Hal ini pulalah yang membuat pembahasan RUU ini masih harus mengkritisi banyaknya ketentuan yang bermasalah, mengingat potensi dampak negatif serius yang akan ditimbulkannya.

TII menegaskan pentingya mengkritisi RUU ini mengingat aspek ekonomi juga berdampak terhadap aspek lainnya. Selain itu, pembangunan yang berkelanjutan dan mendukung kebebasan ekonomi tidak akan dapat berjalan baik dan berdampak positif, jika tidak memperhatikan pemangku kepentingan, konteks, serta dampak di aspek lainnya, termasuk aspek perlindungan HAM dan hukum, demokrasi, sosial, maupun lingkungan hidup.

Harus diakui bahwa Omnibus Law RUU Cipta Kerja masih memuat banyak ketentuan yang kontroversial dan justru ikut menghambat tujuannya karena proses pembuatannya yang sejak awal bermasalah.

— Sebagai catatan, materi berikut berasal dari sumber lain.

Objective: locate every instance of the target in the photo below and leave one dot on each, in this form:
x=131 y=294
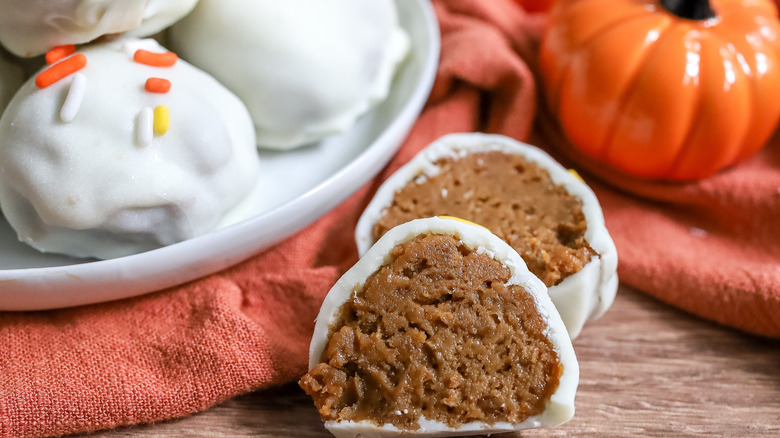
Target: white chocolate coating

Sebut saja ketentuan mengenai Pasal 93 RUU Cipta Kerja yang tidak memberi penjelasan rinci mengenai kata berhalangan terkait ketentuan tentang pemberian upah bagi buruh yang tidak masuk kerja karena berhalangan. Hal ini juga berpotensi merugikan hak-hak buruh perempuan seperti yang disuarakan serikat buruh.

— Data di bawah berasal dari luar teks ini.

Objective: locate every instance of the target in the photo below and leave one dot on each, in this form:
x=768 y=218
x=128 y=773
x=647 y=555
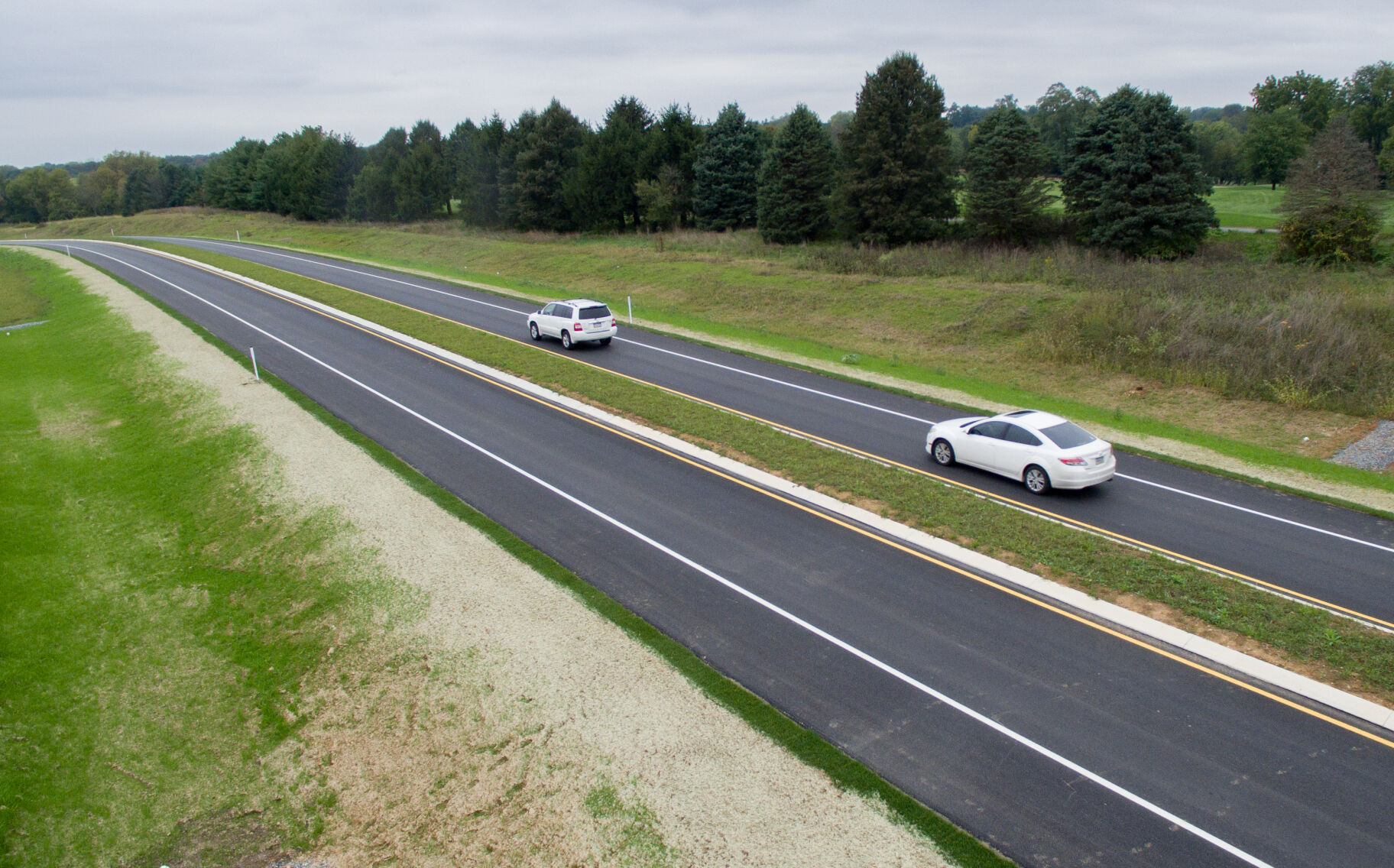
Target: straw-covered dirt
x=511 y=725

Di sektor lingkungan dan industri pertambangan misalnya, banyak ketentuan yang dihapus atau tidak mengatur dengan ketat mengenai aspek pemberdayaan lingkungan dan sanksi, sehingga berpotensi mengabaikan AMDAL dan merusak lingkungan, serta memberi ruang luas untuk perpanjangan masa ijin perrtambangan dan membiarkan pengrusakan lingkungan.

TII mendesak agar semua catatan kritis dari beragam pihak harus dipertimbangkan dan dijadikan masukan dalam proses pembahasan RUU Cipta Kerja kedepan.

Di tengah krisis pandemi COVID-19 dan kritik publik terhadap Dewan Perwakilan Rakyat Republik Indonesia (DPR RI) yang bersikukuh untuk terus melanjutkan pembahasan RUU ini, para pembuat kebijakan dituntut untuk membuktikan bahwa RUU Cipta Kerja tetap diproses sesuai dengan prinsip-prinsip tata kelola pemerintahan yang baik.

Dengan demikian, proses kebijakan yang inklusif, partisipatif, transparan, dan akuntabel, serta masukan dari berbagai pihak, menjadi hal yang sangat penting untuk memastikan agar RUU Cipta Kerja ini juga dalam prosesnya sejalan dengan asas penyelenggaraan yang termaktub dalam ketentuannya, serta relevan dengan dan memenuhi kepentingan dan kebutuhan beragam pihak, bukan hanya aspek ekonomi semata.